Part–whole theory is the name of a loose collection of historical theories, all informal and nearly all unwitting, relating wholes to their parts via inclusion. Part–whole theory has been overtaken by mereology.
Husserl (1970) (German original first published in 1901) was the first to consciously elaborate a part–whole theory (on which see Tieszen 1995). However he employed no symbolism or logic, even though his doctorate was in mathematics and Georg Cantor was his friend and colleague; Husserl wrote only for his fellow philosophers.
19th century mathematicians became dimly aware that they were invoking a part–whole theory of sorts only after Cantor and Peano first articulated set theory. Before then, mathematicians often confused inclusion and membership. Grattan-Guinness (2000) appears to have been the first to draw attention to this unwitting part–whole theory.
Peano was among the first to articulate clearly the distinction between membership in a given set, and being a subset of that set. A subset of a set is usually not also a member of that set. However, the members of a subset are all members of the set. In set theory, a singleton cannot be identified with its member. In part–whole theory and mereology, this identification necessarily holds.
The Cantor–Peano concept of set did not become canonical until about 1910, when the first volume of Principia Mathematica appeared, and right after Ernst Zermelo proposed the first axiomatization of set theory in 1908.

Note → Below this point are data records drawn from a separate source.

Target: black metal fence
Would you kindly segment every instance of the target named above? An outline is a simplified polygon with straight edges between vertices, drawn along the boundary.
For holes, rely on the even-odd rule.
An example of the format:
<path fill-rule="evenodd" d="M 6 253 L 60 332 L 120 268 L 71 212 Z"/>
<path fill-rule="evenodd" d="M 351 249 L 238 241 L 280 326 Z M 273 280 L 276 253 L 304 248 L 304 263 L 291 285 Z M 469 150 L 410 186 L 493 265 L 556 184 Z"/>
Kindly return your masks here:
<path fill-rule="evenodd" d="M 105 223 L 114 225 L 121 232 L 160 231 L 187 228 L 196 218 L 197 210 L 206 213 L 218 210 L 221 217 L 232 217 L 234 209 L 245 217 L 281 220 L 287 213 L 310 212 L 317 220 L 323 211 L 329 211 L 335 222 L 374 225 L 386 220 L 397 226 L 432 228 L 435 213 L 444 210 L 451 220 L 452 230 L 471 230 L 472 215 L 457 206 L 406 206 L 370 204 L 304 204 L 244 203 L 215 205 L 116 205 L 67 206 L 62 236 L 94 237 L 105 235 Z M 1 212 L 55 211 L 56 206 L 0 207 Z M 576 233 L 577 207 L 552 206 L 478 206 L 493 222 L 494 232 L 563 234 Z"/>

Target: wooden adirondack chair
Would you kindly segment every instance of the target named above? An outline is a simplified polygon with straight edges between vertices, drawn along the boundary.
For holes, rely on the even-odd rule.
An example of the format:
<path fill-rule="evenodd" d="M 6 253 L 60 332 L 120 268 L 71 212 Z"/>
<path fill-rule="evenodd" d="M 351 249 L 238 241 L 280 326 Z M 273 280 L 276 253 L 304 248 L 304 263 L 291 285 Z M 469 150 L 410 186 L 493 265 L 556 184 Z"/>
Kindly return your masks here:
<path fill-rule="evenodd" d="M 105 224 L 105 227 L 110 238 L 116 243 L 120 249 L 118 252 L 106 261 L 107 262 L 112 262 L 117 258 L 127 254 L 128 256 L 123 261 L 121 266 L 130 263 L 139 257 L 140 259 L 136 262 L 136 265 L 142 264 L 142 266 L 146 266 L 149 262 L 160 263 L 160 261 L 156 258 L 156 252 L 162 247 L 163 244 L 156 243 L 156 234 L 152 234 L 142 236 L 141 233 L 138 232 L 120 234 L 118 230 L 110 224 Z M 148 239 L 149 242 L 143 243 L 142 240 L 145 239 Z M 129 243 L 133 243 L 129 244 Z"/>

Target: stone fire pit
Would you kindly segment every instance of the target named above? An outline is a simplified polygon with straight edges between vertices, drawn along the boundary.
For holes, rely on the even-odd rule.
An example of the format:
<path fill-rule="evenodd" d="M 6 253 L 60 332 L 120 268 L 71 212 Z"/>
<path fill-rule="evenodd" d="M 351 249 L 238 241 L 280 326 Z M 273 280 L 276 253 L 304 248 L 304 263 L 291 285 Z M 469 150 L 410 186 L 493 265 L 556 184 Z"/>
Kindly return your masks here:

Starting in 1916, and culminating in his 1929 Process and Reality, A. N. Whitehead published several books invoking part–whole concepts of varying degrees of formality; see Whitehead's point-free geometry.
Part–whole theory has been superseded by a collection of fully formal theories called mereology, Stanislaw Lesniewski's term for a formal part–whole theory he began expositing in 1912. Over the course of the 20th century, a number of Polish logicians and mathematicians contributed to this "Polish mereology." Even though Polish mereology is now only of historical interest, the word "mereology" endures as the name of a collection of first order theories relating parts to their respective wholes. These theories, unlike set theory, can be proved sound and complete.
Nearly all work that has appeared since 1970 under the heading of mereology descends from the 1940 calculus of individuals of Henry Leonard and Nelson Goodman. Simons (1987) is a survey of mereology aimed at philosophers.
- Ivor Grattan-Guinness, 2000. The Search for Mathematical Roots. Princeton Univ. Press.
- Edmund Husserl, 1970. Logical Investigations, Vol. 2, John Findlay, trans. Yale Univ. Press.
- Simons, Peter, 1987. Parts: A Study in Ontology. Oxford University Press.
- Tieszen, Richard, 1995. "Mathematics" in David W. Smith & Barry Smith, eds., The Cambridge Companion to Husserl. Cambridge University Press.